Consumers can return the lasagne and get a refund, said the grocery chain.
While Rema 1000 is still waiting for a test result, NorgesGruppen, Norway's largest grocery wholesaler and retailer, announced on Friday that horsemeat has been found in frozen lasagne imported to Norway under the "First Price" brand.
Results returned on Friday morning confirmed that 60 percent of the meat in the First Price lasagne came from horses, which could be unsafe for human consumption for drugs used on horses.
NorgesGruppen owns the Kiwi, Spar, Meny and Joker grocery chains in Norway.
The lasagne was pulled off the market on Feb. 8, a NorgesGruppen executive said.

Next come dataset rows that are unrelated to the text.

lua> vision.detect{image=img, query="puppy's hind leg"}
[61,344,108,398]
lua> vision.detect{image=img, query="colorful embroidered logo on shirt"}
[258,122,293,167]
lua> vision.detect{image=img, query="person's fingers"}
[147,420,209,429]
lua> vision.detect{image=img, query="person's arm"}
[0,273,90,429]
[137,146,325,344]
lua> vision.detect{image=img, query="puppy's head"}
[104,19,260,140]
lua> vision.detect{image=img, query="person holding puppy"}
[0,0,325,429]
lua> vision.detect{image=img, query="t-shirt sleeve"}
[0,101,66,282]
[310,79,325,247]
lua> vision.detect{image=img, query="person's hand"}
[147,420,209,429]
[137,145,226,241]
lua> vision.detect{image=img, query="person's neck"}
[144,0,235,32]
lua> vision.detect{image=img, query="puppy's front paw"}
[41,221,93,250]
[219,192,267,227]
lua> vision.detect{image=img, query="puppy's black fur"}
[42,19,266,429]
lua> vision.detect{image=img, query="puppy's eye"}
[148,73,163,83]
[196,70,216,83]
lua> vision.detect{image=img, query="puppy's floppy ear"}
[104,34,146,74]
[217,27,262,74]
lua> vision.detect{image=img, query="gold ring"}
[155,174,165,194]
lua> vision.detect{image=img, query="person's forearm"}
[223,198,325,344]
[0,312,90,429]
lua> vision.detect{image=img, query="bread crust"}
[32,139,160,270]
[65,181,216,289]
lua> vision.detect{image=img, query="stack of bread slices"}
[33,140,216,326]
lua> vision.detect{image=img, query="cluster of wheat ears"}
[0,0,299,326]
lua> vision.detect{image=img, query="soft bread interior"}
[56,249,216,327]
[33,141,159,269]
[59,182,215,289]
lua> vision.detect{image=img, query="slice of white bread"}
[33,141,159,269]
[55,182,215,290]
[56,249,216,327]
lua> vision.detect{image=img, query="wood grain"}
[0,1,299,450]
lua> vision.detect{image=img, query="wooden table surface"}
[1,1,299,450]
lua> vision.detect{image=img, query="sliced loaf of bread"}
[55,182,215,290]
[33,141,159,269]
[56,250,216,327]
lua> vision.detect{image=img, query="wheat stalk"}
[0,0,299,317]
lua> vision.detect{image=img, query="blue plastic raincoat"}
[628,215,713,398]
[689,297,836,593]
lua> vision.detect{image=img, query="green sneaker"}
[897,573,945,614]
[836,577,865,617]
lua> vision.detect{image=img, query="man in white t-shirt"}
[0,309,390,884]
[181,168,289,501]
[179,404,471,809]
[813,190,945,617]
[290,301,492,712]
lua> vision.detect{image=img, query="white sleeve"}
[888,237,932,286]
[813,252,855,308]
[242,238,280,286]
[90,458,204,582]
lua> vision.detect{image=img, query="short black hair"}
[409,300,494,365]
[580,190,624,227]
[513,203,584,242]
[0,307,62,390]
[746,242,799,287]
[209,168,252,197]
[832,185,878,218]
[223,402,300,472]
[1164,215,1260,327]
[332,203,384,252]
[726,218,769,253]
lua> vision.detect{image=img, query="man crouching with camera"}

Solfrid Flateby, spokesperson for the Reitan Group which owns Rema 1000, said that the company went a step further by taking additional samples to ensure the content declaration is correct, not only checking if they contain horsemeat instead of beef.
Rema 1000 has also stopped the products under suspicion.
Samples of 25 food items including pizza, liver, sausage and meatballs were sent by Rema 1000 to test for horsemeat.
Norwegian ministers in charge of health, food and agriculture called food inspectors and industry players for an emergency meeting.
Many Norwegians were more than surprised when they came to know that Norway conducts little testing of ready-made food products imported to Norway, especially when it comes from European nations.
Few wholesalers and retailers in Norway are required to send the imported food for test on the assumption that European regulators have already done so, according to Norwegian media reports.